I don’t know a whole lot about Joomla but does Joomla have some type of internal caching you can turn on? If all those articles are the same for every user full page caching is most definitely an option.
Regardless wether they are HTML or PHP pages, I am afraid it would hurt my SEO.
If turning them static won’t hurt SEO, then it’s simple. I will create the old fashioned SSI tags inside each article. So whenever I need to update header and footer links, all I have to do is change two pages and will apply to all.
But the question would be, by switching static, would it hurt my SEO?
Also, how do I switch 49,000 articles static?
Like I said I’ve never used joomla but I have used Drupal and magento. In both platforms there are ways to turn on different types of caching including full page. I would think something similar exists in joomla or via an add on. Search google for caching pages in joomla. That is where I would start.
Caching is not the issue. I have caching on, tried plugins… URL forwarded would be required.
I will look up how to switch articles to static pages. I have an instance with ordpress also. I converted all 50k+ articles to Wordpress too. To see which is easier.
If the static content is identical to the dynamic content then the chances are the page will load a lot faster and benefit the SEO.
I have long forgotten how Joomla displays final content, with a bit of luck the page contents can be easily saved.
Failing that, after the page has rendered, use Php file_get_contents(…) and save the result to your cached folder if and only if the cached file does not exist
Edit
Actually if the web-page does exist in the cached folder then the .htaccess should render the page and not call, Php, MySQL or Joomla. This is what makes my pages fast.
There are a multitude of caching levels. I’m referring to caching the whole page which is effectively the same thing as generating static pages. The static page would be served up until the page becomes expired via an edit or update of its content. Furthermore, there are various services such as varnish which can be placed in front of your application that effectively do the same thing with a boatload of options for handling dynamic content.
If the pages are dynamically cached then the page has to be visited once to generate the static page. The .htaccess file checks it the URL is in the static cache folder and if it is then the static [age is generated.
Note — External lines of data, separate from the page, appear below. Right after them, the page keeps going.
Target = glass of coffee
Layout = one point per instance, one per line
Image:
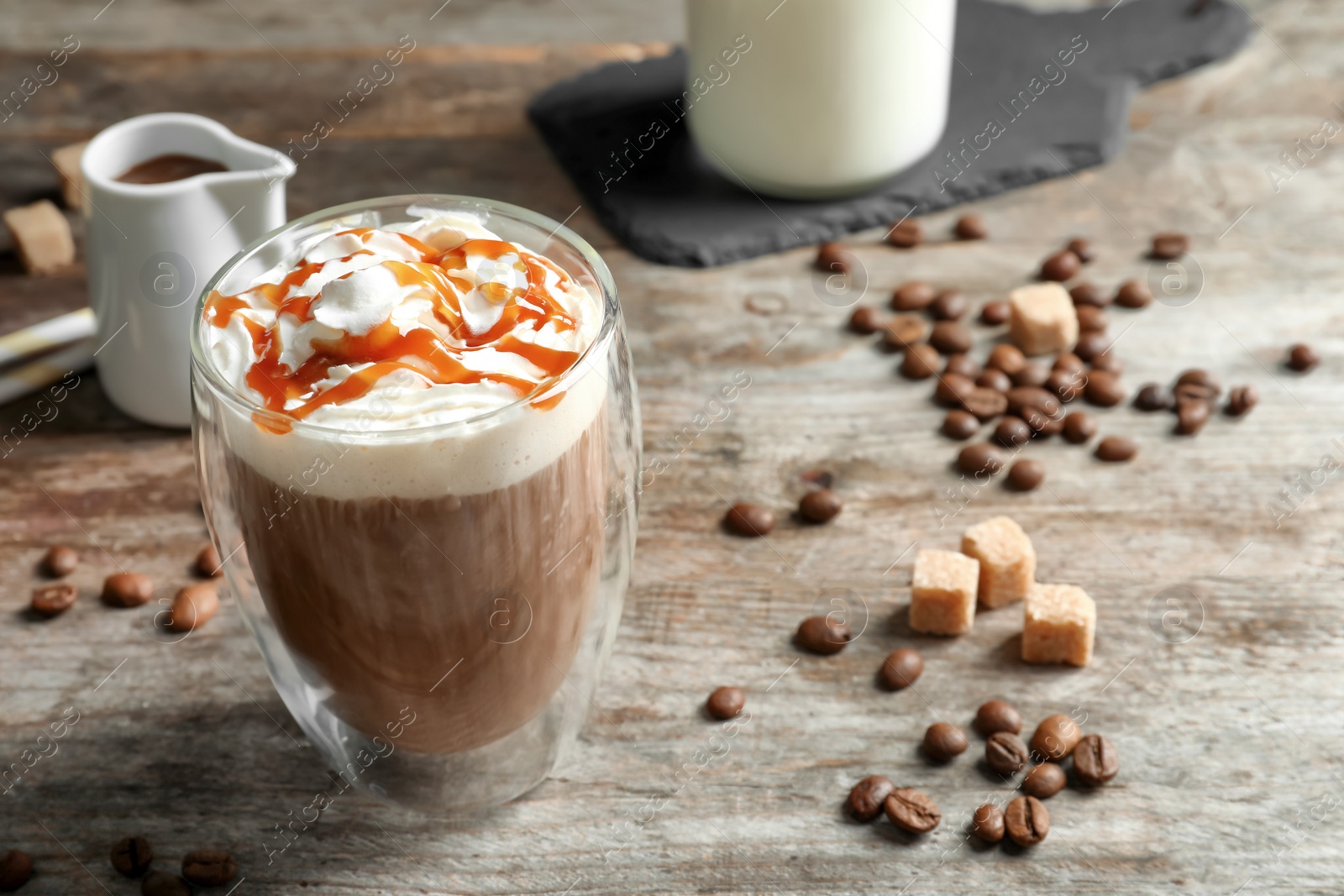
(418, 445)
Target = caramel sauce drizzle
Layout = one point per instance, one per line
(438, 277)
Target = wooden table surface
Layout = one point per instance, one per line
(1227, 714)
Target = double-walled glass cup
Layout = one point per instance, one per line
(433, 604)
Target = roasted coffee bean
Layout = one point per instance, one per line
(911, 810)
(53, 600)
(995, 716)
(960, 425)
(60, 560)
(1153, 396)
(913, 296)
(953, 390)
(951, 338)
(1133, 293)
(985, 403)
(1241, 401)
(1095, 761)
(726, 701)
(1005, 358)
(1116, 449)
(1167, 246)
(1045, 781)
(961, 364)
(1092, 320)
(160, 883)
(995, 313)
(1061, 266)
(208, 867)
(904, 331)
(1303, 358)
(132, 856)
(1026, 474)
(1055, 736)
(980, 458)
(15, 869)
(944, 741)
(127, 590)
(819, 506)
(1104, 389)
(749, 520)
(988, 824)
(995, 379)
(906, 234)
(866, 320)
(1005, 752)
(823, 634)
(1027, 821)
(920, 362)
(902, 668)
(971, 228)
(1012, 432)
(1079, 427)
(869, 795)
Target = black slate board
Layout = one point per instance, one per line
(674, 208)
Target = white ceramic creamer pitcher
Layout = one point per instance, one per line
(152, 248)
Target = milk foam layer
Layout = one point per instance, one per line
(492, 325)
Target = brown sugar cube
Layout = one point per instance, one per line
(1007, 560)
(942, 594)
(1061, 625)
(1043, 320)
(71, 181)
(42, 237)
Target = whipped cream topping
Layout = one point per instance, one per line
(398, 327)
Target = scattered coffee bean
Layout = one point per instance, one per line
(726, 701)
(1061, 266)
(920, 362)
(1079, 427)
(971, 228)
(960, 425)
(208, 867)
(995, 313)
(132, 856)
(1026, 474)
(127, 590)
(1055, 736)
(1241, 401)
(820, 506)
(988, 824)
(823, 634)
(944, 741)
(749, 520)
(1095, 761)
(1045, 781)
(15, 869)
(869, 795)
(1153, 396)
(1303, 358)
(1167, 246)
(160, 883)
(913, 296)
(902, 668)
(911, 810)
(60, 560)
(1005, 752)
(1027, 821)
(53, 600)
(1133, 293)
(906, 234)
(980, 458)
(995, 716)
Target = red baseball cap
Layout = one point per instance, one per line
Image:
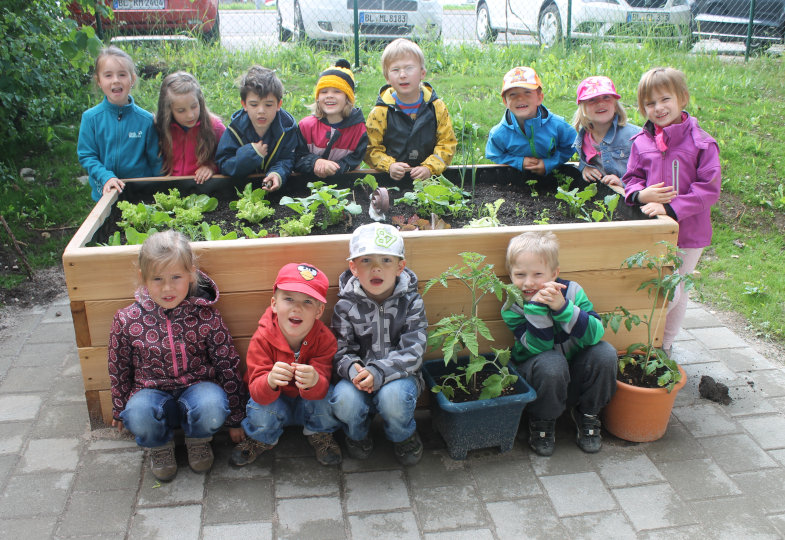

Deleting the cache folder contents will start generating new static pages with the new banners, etc
[quote]Thanks John.
Now, how is that done? What do I use to convert to static? HTTrack? What about the URL redirects?[/quote]
Did you follow the [color=red]Link[/color] in my previous post #5?
Can you supply a link to one of your pages and I will try it on my server?
Meanwhile search for “htaccess file exists redirection” and learn how to modify your .htaccess file.
Try creating a cache folder and save a static file with the URL name. Then call the URL from your browser and see if the static page is displayed.
Also search for how to save a Joomla web-page to a static folder.